Larcenous information leakage

Or, losing company data through laptop theft. ServerFault had an interesting question on this topic crop up the other day. Most of the answers were focused on private industry, but this is a topic that affects us governmental/educational types as well. In different ways, of course.

Unlike a private business that has business methods and data that are intellectual property, us governmental types have to live with variations on the Freedom of Information Act. Here in Washington State, it's called a Public Records Request. Either way, it is entirely probable that a correctly worded PRR would be able to retrieve any source-code we have. There are some regulations that limit what we can let out, such as FERPA (Family Educational Rights and Privacy Act), but mere business process is open for citizen review.

Because of FERPA, we're quite paranoid about student data. That kind of information doesn't tend to wander on laptops, but we still don't want to get listed.
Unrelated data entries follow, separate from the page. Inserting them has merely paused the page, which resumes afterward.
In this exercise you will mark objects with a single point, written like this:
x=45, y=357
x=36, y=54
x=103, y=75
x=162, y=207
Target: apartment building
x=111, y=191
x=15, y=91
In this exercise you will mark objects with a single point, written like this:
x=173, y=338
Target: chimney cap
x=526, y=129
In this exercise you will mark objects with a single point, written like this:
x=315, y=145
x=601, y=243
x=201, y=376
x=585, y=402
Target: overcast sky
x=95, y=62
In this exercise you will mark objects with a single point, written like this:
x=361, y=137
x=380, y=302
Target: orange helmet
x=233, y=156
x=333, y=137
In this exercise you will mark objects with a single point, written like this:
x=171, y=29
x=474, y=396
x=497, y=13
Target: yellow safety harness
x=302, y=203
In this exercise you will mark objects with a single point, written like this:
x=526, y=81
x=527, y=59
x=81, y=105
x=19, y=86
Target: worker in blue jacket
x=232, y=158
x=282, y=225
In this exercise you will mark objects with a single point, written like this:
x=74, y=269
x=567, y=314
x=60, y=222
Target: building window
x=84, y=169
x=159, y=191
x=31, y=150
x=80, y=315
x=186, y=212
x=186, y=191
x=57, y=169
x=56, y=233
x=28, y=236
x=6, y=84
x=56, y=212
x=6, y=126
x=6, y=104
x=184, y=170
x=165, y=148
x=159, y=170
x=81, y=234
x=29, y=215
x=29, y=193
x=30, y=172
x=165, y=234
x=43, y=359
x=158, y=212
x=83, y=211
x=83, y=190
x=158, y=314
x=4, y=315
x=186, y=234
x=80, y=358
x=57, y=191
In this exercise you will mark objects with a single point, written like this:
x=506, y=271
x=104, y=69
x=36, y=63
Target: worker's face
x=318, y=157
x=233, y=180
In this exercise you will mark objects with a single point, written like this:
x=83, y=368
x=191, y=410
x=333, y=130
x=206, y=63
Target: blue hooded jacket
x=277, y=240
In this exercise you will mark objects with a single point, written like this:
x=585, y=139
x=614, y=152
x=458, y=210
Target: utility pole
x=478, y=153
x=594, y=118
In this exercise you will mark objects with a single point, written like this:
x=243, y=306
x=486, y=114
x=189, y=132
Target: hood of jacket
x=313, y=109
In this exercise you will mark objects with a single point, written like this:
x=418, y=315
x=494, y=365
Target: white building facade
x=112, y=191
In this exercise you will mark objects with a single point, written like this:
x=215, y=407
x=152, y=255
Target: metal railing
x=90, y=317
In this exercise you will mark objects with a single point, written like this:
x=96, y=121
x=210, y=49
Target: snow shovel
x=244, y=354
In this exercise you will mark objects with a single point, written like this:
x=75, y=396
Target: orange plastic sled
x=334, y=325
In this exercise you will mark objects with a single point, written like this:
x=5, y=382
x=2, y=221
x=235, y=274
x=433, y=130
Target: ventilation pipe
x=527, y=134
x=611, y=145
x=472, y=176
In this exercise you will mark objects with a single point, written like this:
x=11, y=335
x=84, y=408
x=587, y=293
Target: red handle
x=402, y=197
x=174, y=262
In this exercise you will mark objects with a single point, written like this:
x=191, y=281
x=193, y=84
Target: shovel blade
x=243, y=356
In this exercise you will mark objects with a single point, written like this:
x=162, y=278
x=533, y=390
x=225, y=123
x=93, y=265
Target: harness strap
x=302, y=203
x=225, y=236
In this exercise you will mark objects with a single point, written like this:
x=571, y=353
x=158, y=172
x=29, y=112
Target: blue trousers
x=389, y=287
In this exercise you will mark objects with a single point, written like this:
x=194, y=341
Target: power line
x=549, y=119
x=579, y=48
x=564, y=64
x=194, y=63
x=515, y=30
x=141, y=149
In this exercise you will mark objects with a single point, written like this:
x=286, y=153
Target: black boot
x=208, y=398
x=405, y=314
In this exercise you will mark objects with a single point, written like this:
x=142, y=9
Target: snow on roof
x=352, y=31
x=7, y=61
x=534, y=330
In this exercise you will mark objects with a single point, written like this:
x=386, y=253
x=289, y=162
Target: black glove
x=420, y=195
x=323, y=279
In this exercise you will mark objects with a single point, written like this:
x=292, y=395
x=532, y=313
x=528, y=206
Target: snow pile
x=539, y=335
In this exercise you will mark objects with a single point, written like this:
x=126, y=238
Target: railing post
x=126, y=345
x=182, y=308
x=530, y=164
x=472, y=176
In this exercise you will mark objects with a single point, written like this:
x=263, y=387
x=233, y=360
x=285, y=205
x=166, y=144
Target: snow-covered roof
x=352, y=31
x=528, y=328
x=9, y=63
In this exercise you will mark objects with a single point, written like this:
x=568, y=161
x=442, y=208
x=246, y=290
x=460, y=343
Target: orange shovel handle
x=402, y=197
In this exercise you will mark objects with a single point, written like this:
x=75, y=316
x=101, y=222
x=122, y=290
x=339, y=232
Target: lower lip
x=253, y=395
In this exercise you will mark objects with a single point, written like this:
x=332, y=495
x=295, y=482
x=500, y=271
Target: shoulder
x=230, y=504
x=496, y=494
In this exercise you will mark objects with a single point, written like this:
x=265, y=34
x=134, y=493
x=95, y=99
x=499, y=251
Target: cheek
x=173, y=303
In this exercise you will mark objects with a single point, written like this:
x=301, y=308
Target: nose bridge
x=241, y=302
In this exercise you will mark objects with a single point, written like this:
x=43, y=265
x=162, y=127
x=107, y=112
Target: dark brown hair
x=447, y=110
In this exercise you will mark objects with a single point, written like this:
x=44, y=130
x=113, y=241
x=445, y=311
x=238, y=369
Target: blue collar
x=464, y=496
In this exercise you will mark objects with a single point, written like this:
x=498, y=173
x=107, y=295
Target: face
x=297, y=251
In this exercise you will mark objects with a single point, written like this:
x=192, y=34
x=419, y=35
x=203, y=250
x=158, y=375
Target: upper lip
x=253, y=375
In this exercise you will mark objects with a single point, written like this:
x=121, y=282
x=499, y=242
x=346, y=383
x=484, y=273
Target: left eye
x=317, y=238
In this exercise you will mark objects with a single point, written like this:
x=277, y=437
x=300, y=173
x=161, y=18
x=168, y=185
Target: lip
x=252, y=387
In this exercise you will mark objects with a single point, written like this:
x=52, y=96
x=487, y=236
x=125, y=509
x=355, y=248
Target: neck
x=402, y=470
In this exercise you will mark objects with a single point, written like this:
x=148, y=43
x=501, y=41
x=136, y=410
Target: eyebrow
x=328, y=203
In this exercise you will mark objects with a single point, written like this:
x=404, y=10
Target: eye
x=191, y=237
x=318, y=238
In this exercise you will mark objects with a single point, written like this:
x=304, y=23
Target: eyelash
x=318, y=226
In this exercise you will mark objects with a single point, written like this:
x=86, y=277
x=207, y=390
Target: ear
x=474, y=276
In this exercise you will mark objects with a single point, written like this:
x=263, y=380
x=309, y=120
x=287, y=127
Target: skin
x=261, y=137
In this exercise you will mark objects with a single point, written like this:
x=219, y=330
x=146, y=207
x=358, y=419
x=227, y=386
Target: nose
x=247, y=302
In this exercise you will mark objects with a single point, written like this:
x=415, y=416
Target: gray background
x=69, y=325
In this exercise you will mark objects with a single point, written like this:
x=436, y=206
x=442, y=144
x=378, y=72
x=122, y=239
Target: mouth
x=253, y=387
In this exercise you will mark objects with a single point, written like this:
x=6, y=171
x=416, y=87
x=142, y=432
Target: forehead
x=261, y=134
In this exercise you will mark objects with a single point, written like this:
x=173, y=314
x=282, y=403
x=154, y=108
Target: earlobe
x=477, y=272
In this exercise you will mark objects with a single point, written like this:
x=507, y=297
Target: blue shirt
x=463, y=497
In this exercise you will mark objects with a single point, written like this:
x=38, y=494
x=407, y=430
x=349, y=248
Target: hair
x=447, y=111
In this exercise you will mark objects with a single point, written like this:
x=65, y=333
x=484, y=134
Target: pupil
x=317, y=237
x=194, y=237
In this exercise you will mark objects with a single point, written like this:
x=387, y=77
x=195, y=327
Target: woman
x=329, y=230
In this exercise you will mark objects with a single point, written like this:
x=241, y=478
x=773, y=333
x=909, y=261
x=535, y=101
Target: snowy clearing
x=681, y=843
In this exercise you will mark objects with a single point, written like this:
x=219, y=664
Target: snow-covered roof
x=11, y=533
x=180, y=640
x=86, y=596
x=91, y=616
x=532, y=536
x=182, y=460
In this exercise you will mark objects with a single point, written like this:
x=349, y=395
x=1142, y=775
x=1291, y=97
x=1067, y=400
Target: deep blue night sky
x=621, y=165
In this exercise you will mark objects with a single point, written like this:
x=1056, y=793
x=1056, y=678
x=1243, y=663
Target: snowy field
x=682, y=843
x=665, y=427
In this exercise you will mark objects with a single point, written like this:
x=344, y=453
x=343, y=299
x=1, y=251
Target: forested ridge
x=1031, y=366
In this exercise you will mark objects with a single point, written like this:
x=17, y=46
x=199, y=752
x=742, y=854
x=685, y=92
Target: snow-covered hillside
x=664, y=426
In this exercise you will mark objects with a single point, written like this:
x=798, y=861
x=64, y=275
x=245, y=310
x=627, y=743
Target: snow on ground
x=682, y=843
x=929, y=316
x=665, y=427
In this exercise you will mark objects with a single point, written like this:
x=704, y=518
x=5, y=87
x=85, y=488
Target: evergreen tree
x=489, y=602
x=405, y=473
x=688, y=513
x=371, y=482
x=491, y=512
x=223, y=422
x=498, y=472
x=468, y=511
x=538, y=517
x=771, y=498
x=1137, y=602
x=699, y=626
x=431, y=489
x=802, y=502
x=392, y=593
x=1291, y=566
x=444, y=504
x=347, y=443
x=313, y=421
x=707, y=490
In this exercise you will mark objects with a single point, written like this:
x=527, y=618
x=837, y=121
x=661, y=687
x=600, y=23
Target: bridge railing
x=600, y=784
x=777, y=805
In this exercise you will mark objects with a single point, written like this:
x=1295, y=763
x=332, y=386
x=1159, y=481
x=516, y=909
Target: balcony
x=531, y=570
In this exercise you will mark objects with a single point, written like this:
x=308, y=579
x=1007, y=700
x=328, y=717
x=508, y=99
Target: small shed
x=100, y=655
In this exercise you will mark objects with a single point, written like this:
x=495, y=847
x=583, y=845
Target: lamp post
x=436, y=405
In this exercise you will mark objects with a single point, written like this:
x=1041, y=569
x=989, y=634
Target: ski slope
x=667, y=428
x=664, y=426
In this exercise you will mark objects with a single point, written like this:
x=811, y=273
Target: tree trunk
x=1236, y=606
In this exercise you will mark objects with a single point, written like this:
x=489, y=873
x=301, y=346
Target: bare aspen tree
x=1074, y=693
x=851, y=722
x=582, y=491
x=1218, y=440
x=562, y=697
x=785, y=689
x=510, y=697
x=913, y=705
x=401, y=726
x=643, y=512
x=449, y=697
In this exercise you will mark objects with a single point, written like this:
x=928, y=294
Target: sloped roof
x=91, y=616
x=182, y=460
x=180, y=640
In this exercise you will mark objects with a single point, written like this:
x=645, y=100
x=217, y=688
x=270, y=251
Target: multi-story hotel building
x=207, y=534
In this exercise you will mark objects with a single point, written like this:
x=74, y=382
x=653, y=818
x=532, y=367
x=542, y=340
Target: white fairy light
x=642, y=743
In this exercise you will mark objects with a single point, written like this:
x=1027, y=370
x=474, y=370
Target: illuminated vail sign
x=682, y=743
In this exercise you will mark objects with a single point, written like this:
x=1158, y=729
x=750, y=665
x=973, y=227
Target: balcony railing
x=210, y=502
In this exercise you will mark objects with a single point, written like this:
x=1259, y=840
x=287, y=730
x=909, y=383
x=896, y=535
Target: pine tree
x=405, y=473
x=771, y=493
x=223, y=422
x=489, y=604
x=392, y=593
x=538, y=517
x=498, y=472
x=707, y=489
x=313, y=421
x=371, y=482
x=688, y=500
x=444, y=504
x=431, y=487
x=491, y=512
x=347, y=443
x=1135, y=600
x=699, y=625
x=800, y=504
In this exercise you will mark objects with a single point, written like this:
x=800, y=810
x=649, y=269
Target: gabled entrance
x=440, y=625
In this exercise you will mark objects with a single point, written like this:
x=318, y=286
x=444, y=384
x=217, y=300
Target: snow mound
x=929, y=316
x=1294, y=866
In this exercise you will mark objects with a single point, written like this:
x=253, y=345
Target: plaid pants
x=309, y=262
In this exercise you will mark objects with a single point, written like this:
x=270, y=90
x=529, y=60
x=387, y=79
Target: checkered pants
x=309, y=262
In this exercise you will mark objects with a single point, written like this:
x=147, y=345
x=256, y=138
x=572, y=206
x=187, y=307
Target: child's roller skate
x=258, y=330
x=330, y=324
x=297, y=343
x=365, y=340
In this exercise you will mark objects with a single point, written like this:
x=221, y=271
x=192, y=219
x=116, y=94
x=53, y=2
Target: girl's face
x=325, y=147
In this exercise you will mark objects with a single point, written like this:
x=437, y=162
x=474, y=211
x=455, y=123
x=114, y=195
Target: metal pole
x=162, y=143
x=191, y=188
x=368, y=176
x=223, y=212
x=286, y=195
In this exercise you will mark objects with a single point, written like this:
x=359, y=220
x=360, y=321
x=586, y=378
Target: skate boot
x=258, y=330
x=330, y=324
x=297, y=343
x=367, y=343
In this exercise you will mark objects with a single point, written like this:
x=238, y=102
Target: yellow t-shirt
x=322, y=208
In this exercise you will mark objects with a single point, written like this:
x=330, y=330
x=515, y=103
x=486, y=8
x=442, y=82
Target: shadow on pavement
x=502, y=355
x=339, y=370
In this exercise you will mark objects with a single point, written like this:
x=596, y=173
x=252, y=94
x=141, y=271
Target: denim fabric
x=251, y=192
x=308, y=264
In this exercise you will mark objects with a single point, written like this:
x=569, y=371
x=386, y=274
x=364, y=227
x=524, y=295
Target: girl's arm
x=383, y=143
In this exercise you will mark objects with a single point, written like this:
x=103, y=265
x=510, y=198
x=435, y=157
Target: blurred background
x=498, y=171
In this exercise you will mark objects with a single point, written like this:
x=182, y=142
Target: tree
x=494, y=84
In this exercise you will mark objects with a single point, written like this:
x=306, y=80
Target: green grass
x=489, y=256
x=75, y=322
We have policies about this.

That said, while our budget realities mean that very few people have work-supplied laptops, a lot of private laptops do end up in the office. These are laptops that generally do not connect to the wired Ethernet, they connect via the same wireless networks all of our students use. They can't get directly at our Banner data there, but they can get at pretty much everything else.

I believe I've mentioned before now that Higher Ed networks do not look like Corporate networks.

  • We do not have 'whole disk encryption' policies though those might be coming.
  • We're currently updating our email policies to make even more clear that University business conducted in private email (ahem, gmail) is still subject to Public Records Requests and archiving requirements.
  • For a while our use of Blackberries exploded, but the iPhone/Android revolution is rapidly reducing that. However, the number of people reading work-email over these devices has only gone up (see also, revised email policy).
  • Due to internal politics, policies restricting the use of USB-drive blocking GPOs and other technologies is exceedingly hard to put into place. The same holds true for blocking access to off-campus WebMail and social media sites.
In short, it's hard to keep our data from wandering.

There is a very good reason why our Security Audits are interesting reading. We're a kind of unholy cross between an ISP network and a corporate network.